New publication: Case study about IVAR MSW sorting facility in Norway

Sorting technologies Case study about a MSW sorting facility in Norway – IVAR

The IVAR plant combines post-sorting of residual waste with recycling of some of the plastic waste fractions. At the plant five different fraction of plastics, four fractions of paper, bio-waste, glass, and metal packaging are separated. In total 83.2 % by weight of the incoming waste is sent to energy recovery (WtE) and 16.8 wt% is recovered for material recycling. It is estimated that approx. 82 wt% of the plastic in the waste is separated. Today they also have spare capacity to receive more waste for sorting, however the costs are relatively high and the economic incentive from the sales of the sorted materials are not enough. The largest renumeration comes from the Norwegian producer responsibility schemes for sorting plastic, metal packaging and beverage cartons.

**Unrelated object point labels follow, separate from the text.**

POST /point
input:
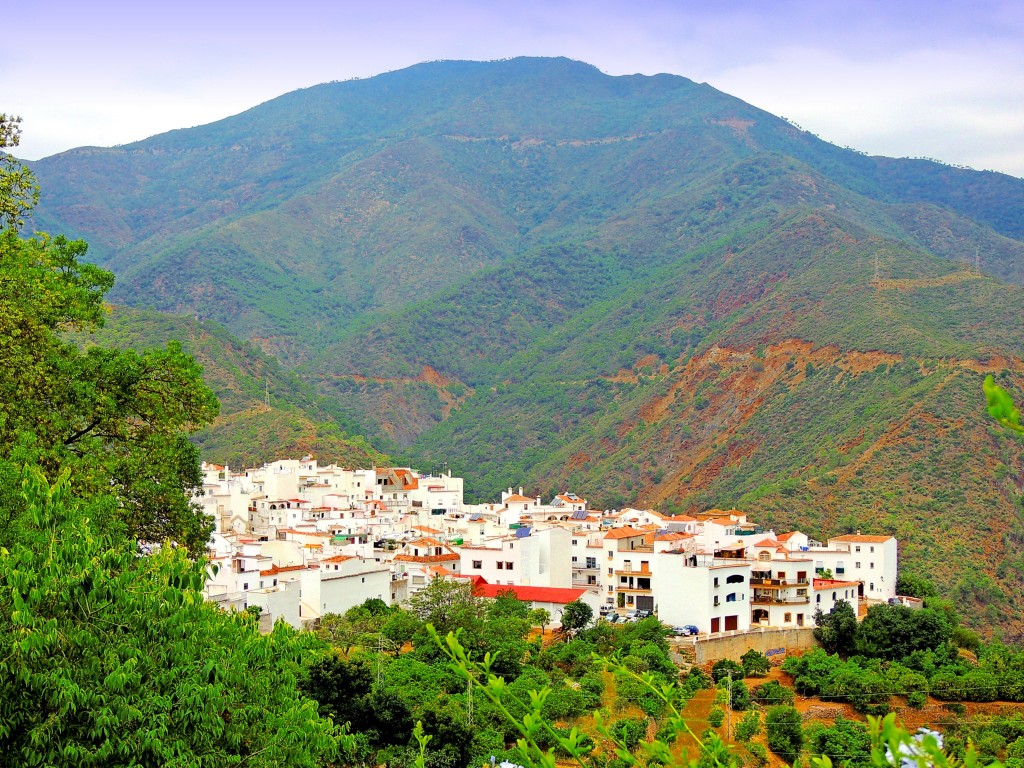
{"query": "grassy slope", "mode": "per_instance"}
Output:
(247, 431)
(638, 287)
(824, 399)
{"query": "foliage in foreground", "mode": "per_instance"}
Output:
(112, 657)
(116, 419)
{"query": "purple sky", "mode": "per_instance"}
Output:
(890, 77)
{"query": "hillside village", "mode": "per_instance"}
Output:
(300, 541)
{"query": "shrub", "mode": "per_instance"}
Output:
(785, 732)
(725, 668)
(772, 693)
(749, 727)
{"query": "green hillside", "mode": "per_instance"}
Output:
(637, 287)
(266, 412)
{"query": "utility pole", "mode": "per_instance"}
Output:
(728, 712)
(380, 656)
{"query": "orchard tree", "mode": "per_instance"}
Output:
(576, 615)
(837, 630)
(785, 732)
(18, 193)
(117, 419)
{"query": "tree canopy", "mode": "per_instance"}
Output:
(117, 418)
(115, 658)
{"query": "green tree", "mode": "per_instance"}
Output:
(1000, 404)
(837, 630)
(726, 668)
(755, 664)
(18, 193)
(893, 632)
(772, 692)
(913, 585)
(112, 658)
(750, 726)
(540, 617)
(785, 732)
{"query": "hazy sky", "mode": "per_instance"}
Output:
(890, 77)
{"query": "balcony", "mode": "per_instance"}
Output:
(778, 583)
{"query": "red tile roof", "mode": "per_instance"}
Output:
(857, 539)
(558, 595)
(623, 532)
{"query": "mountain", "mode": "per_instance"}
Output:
(266, 412)
(638, 287)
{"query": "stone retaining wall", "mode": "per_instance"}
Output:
(775, 643)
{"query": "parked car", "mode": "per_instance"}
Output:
(685, 630)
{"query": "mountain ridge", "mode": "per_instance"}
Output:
(635, 287)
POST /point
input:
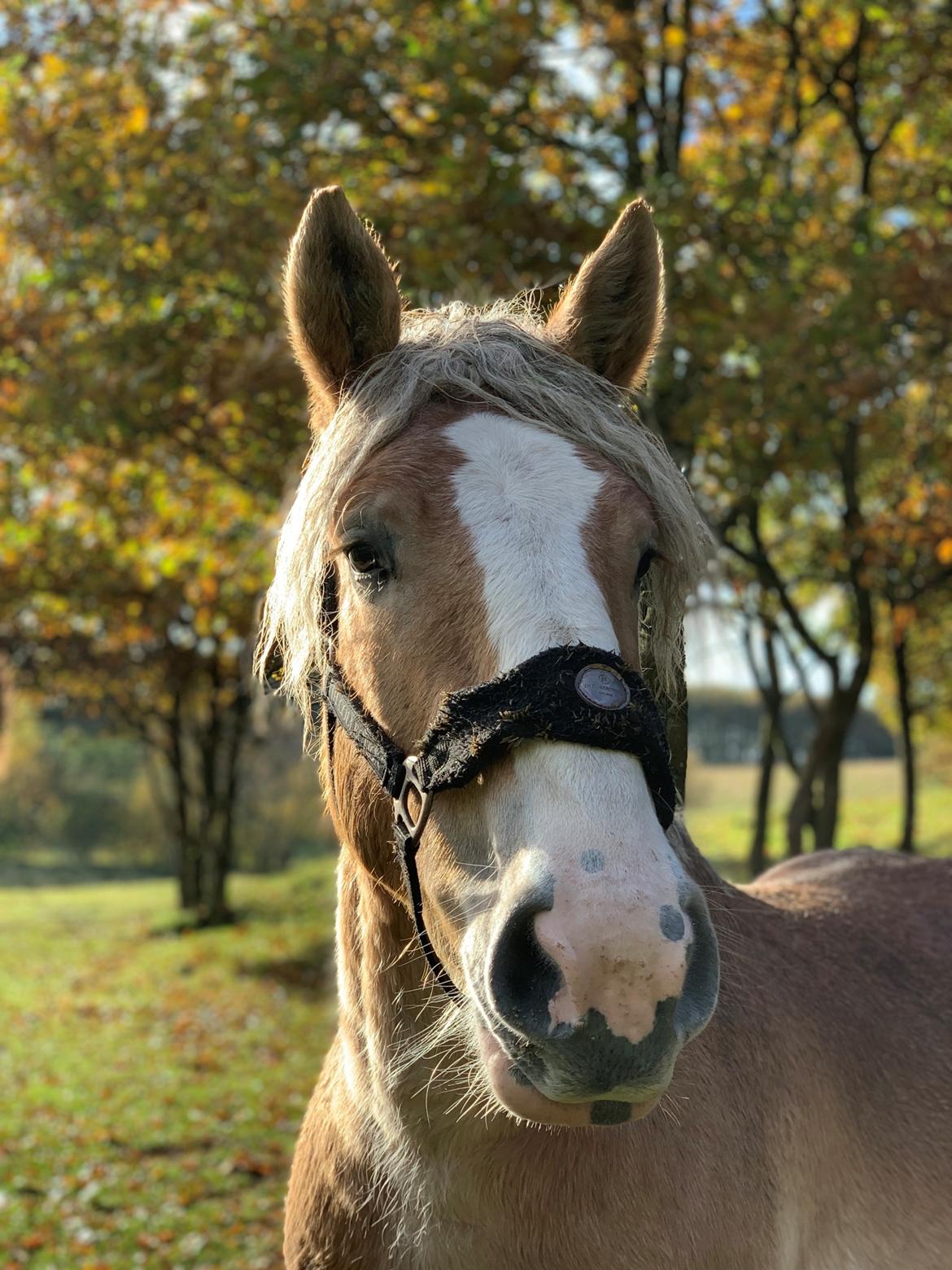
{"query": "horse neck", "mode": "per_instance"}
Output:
(400, 1036)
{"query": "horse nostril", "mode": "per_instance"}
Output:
(704, 973)
(522, 977)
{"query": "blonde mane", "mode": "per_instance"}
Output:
(499, 358)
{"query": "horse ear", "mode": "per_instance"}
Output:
(340, 296)
(609, 318)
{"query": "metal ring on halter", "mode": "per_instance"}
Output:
(410, 828)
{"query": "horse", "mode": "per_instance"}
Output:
(564, 1040)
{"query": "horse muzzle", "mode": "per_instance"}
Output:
(592, 1036)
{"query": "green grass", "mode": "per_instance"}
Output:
(720, 811)
(152, 1082)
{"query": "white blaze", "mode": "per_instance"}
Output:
(526, 497)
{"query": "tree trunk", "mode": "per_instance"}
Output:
(801, 809)
(909, 775)
(758, 843)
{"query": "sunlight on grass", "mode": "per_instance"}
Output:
(154, 1081)
(154, 1084)
(720, 811)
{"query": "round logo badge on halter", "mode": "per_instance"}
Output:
(602, 686)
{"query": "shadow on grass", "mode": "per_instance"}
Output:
(63, 871)
(310, 974)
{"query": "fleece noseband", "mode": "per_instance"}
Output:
(573, 692)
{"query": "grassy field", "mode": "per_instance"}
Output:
(720, 803)
(152, 1082)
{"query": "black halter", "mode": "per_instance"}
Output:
(571, 692)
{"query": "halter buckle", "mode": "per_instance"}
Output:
(410, 828)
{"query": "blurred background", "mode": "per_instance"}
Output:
(165, 868)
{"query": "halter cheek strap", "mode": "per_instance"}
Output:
(573, 692)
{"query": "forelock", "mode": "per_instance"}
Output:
(494, 358)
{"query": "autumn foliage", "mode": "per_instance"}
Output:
(155, 158)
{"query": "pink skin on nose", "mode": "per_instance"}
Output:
(605, 932)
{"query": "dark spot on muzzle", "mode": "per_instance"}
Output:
(611, 1113)
(672, 921)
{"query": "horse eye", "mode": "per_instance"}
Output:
(648, 559)
(363, 558)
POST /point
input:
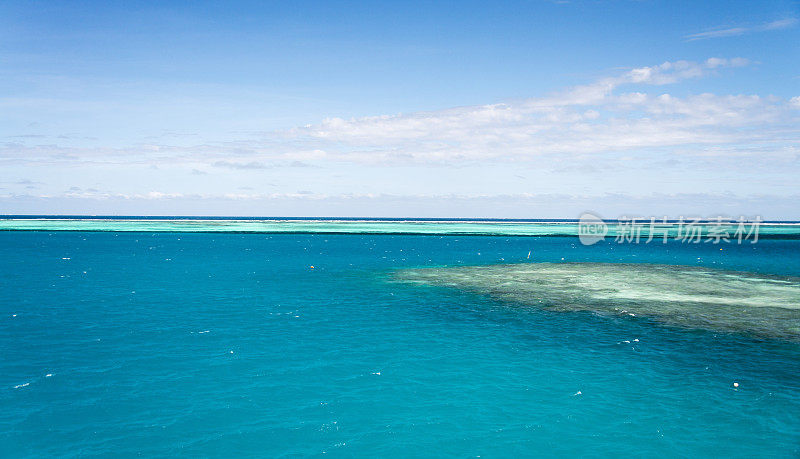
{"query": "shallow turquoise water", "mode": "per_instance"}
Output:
(231, 345)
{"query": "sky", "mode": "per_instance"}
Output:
(529, 109)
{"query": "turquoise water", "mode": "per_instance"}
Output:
(199, 344)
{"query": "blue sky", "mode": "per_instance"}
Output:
(517, 109)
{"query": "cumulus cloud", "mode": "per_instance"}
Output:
(721, 32)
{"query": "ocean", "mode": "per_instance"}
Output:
(231, 344)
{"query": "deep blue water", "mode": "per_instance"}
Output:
(231, 345)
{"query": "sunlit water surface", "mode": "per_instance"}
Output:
(131, 344)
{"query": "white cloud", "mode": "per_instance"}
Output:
(630, 113)
(721, 32)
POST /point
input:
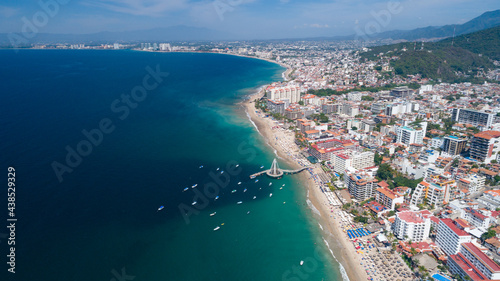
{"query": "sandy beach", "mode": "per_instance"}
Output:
(282, 141)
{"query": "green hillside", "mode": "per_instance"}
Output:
(441, 60)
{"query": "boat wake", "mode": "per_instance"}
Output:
(341, 267)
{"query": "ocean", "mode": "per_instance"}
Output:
(101, 139)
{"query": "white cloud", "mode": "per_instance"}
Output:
(8, 12)
(140, 7)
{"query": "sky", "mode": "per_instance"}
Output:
(249, 19)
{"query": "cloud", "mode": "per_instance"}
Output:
(140, 7)
(8, 12)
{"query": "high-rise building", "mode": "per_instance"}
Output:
(484, 146)
(476, 118)
(449, 237)
(410, 225)
(453, 145)
(408, 135)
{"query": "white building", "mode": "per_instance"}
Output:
(408, 135)
(410, 225)
(292, 93)
(449, 237)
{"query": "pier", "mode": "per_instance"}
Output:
(276, 172)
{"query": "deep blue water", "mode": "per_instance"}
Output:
(102, 216)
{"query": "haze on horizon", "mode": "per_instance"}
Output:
(249, 19)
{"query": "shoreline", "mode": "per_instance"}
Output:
(331, 230)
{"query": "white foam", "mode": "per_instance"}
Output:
(341, 267)
(310, 204)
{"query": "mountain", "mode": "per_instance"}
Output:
(468, 55)
(165, 34)
(484, 21)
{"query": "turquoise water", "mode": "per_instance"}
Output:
(100, 218)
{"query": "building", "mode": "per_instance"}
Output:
(410, 225)
(354, 96)
(482, 120)
(291, 93)
(475, 264)
(473, 183)
(402, 92)
(408, 135)
(453, 145)
(476, 217)
(431, 193)
(361, 185)
(482, 147)
(449, 237)
(355, 160)
(388, 198)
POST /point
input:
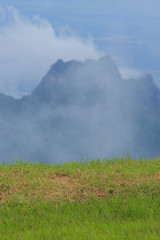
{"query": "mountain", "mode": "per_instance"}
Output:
(79, 109)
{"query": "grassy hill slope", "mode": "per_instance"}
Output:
(110, 199)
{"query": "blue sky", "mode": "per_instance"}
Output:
(127, 30)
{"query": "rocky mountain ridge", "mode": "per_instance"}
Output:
(79, 108)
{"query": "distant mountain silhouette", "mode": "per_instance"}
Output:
(82, 108)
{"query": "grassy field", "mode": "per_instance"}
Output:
(110, 199)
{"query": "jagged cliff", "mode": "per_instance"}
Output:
(79, 108)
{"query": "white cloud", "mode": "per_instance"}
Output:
(28, 47)
(127, 73)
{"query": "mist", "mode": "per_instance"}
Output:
(28, 47)
(69, 101)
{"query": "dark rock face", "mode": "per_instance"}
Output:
(82, 108)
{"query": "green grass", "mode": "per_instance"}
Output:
(110, 199)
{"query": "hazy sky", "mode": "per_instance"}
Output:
(127, 30)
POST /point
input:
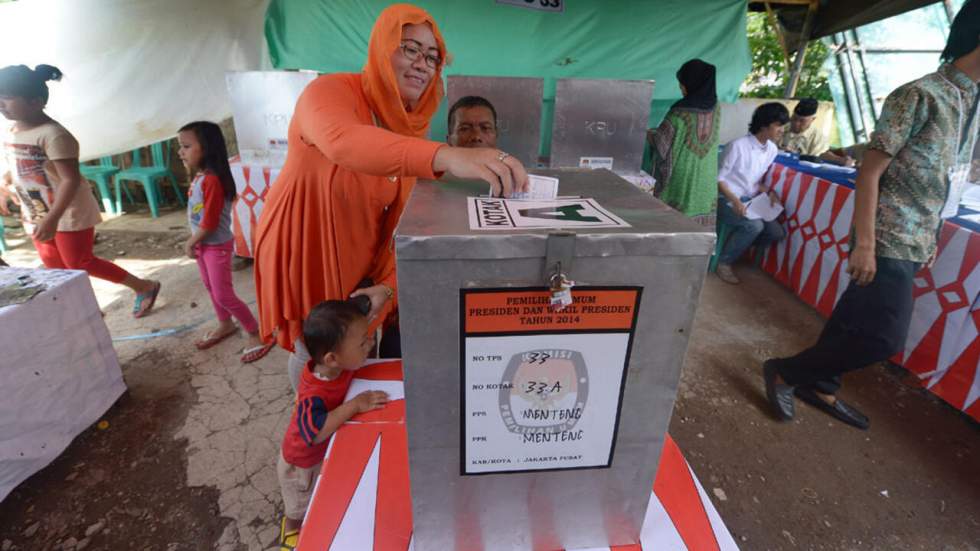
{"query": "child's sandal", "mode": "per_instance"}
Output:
(144, 301)
(287, 540)
(256, 353)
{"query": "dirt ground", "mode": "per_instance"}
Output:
(188, 458)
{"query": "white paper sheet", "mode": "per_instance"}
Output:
(761, 208)
(540, 188)
(59, 372)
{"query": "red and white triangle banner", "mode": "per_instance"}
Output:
(942, 346)
(362, 500)
(252, 184)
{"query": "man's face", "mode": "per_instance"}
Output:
(473, 127)
(774, 132)
(800, 124)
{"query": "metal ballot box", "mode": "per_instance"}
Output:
(532, 426)
(518, 105)
(600, 123)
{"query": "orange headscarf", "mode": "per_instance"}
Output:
(378, 79)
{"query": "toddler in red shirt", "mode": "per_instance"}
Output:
(336, 334)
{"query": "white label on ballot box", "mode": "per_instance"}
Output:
(541, 389)
(595, 162)
(490, 213)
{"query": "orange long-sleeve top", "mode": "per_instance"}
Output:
(330, 216)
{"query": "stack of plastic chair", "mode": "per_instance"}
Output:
(101, 174)
(148, 176)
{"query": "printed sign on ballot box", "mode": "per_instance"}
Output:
(542, 389)
(490, 213)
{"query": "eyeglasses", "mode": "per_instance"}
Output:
(413, 51)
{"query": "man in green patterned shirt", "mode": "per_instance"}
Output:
(911, 177)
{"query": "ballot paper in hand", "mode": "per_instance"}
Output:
(540, 188)
(971, 197)
(761, 208)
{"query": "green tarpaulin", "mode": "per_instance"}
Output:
(614, 39)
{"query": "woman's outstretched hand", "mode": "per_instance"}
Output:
(504, 173)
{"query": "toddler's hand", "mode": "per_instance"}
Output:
(370, 399)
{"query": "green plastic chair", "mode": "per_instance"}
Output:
(101, 175)
(148, 176)
(722, 231)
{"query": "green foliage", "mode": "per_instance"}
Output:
(769, 74)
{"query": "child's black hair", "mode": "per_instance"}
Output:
(964, 33)
(214, 153)
(328, 322)
(23, 82)
(766, 114)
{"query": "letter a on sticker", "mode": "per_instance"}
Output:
(566, 213)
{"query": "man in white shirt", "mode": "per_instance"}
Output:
(743, 165)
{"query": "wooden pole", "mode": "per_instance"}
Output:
(794, 75)
(779, 34)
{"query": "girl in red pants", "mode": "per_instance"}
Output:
(209, 201)
(56, 205)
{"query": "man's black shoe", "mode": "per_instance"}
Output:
(780, 395)
(839, 409)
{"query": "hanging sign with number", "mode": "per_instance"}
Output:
(543, 5)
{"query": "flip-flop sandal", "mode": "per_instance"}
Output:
(840, 409)
(287, 540)
(211, 339)
(144, 301)
(256, 353)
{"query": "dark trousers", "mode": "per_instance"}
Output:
(868, 325)
(744, 232)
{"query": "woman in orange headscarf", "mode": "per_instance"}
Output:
(356, 148)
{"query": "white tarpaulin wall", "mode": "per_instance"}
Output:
(58, 371)
(135, 70)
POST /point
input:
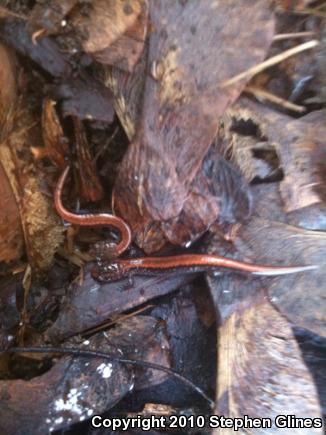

The bottle neck of the recycling industry with the current state of the art is the quality of the plastic waste. Only part of the plastic waste is suitable for recycling (have a market for the recycled material). New solutions for both plastic sorting and recycling is needed to increase the impact and circularity from the recycling. It will be crucial to find solutions for low quality and mixed plastic materials. There also need to be measures put in place to create a market pull for the recycled material.

While all the recycled material generates positive climate effects, the recycled plastic generates double gains. It reduces the emissions for the production of virgin plastics and at the same time it reduces the direct fossil CO2 emissions generated by the WtE plant. Considering upcoming regulations in Norway, with increased CO2 taxes, the investments for more residual sorting plants in Norway is likely to increase.